Media feeds on killing spree

Five women have been killed in Suffolk County, England, and news outlets can't get enough.

Published December 14, 2006 5:31PM (EST)

With its slasher cocktail of gore, girls and grit, I've been assiduously avoiding the tale of a killer on the loose in the eastern English county of Suffolk. The story is as sad and horrifying as all other stories involving young women dying at the hands of some sicko. To recap: In the past two weeks, the bodies of five women have been discovered in the county. Four of them have been identified as Ipswich sex workers, and the last is assumed to be another prostitute who recently went missing.

But the panting news coverage of the crimes has been too egregious to ignore. Despite their photos being published, the women have often been presented as faceless prostitutes, sometimes even without last names. The Guardian's Joan Smith noted Tuesday that British tabloid the Sun identified one of the victims simply as "blonde Gemma." By contrast, the killer has been elevated to Ripper status -- repeatedly compared to Jack the Ripper, who killed five East London prostitutes in 1888, and Peter Sutcliffe, aka "the Yorkshire Ripper," who killed 13 prostitutes between 1975 and 1980. Psychologists analyze his motives; investigators discuss his "scary speed."

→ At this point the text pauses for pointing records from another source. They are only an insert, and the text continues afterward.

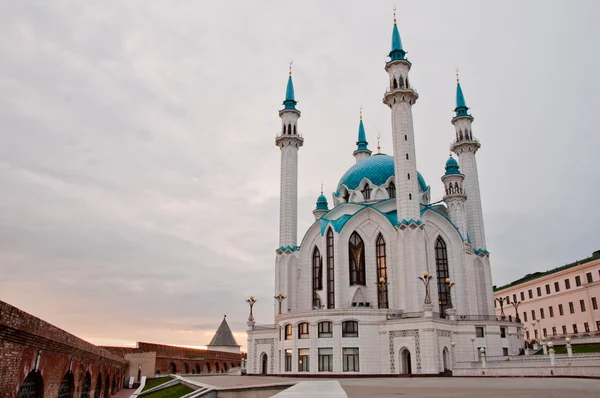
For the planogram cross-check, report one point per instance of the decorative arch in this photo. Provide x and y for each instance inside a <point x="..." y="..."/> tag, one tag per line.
<point x="67" y="386"/>
<point x="356" y="259"/>
<point x="330" y="270"/>
<point x="382" y="276"/>
<point x="32" y="386"/>
<point x="442" y="272"/>
<point x="317" y="277"/>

Twisty at I Blame the Patriarchy got it right when she observed that the killer's legendary status gets in the way of the seeing the crimes for what they are. "The Ipswich killer's upgrade from random violent schlub to a mythic personage capable of waging 'a campaign' means a concomitant downgrade for his victims," she wrote Wednesday. "These people are demoted instantly from human women to 'prostitutes,' from 'prostitutes' to 'vice girls.' From there it's just a short hop to 'heroin addicts' and, finally, to the lowest form of life imaginable, 'single mothers.'" She noted that Ipswich police have refused to grant amnesty to any sex workers who might wish to come forward and give information about the crimes but fear reprisal.

Fortunately, other regions of the country seem to be doing a little better. Police in Teesside, another eastern England region, have announced they will be distributing 100 attack alarms to local prostitutes, as their policy evolves from prosecuting street walkers to protecting them. The Suffolk murders have also reignited a national debate about the right way to manage the oldest profession. Although prostitution is not formally illegal in the Britain, sex workers can be prosecuted for soliciting sex in public, as well as for something British law refers to as "living off immoral earnings." Various cities in the U.K., including Edinburgh, have experimented with designated prostitution zones with mixed results, though some advocates for prostitutes claim they are effective in curbing violence. After Edinburgh's tolerance zone was scrapped in 2001, the Scottish Prostitutes Education Project told the BBC that attacks against prostitutes skyrocketed from 11 in 2001 to 111 in 2003. Now government is again discussing the possibility of legalizing mini-brothels -- or "safe houses" -- which allow three women to work together in a private home, a model that presumably helps women protect each other while keeping them off public streets. This isn't exactly the solution that many sex-worker activists are pushing for, but it sure beats putting sex workers at risk -- or a shame parade through the city of Shenzhen -- any day.


By Carol Lloyd

Carol Lloyd is currently at work on a book about the gentrification wars in San Francisco's Mission District.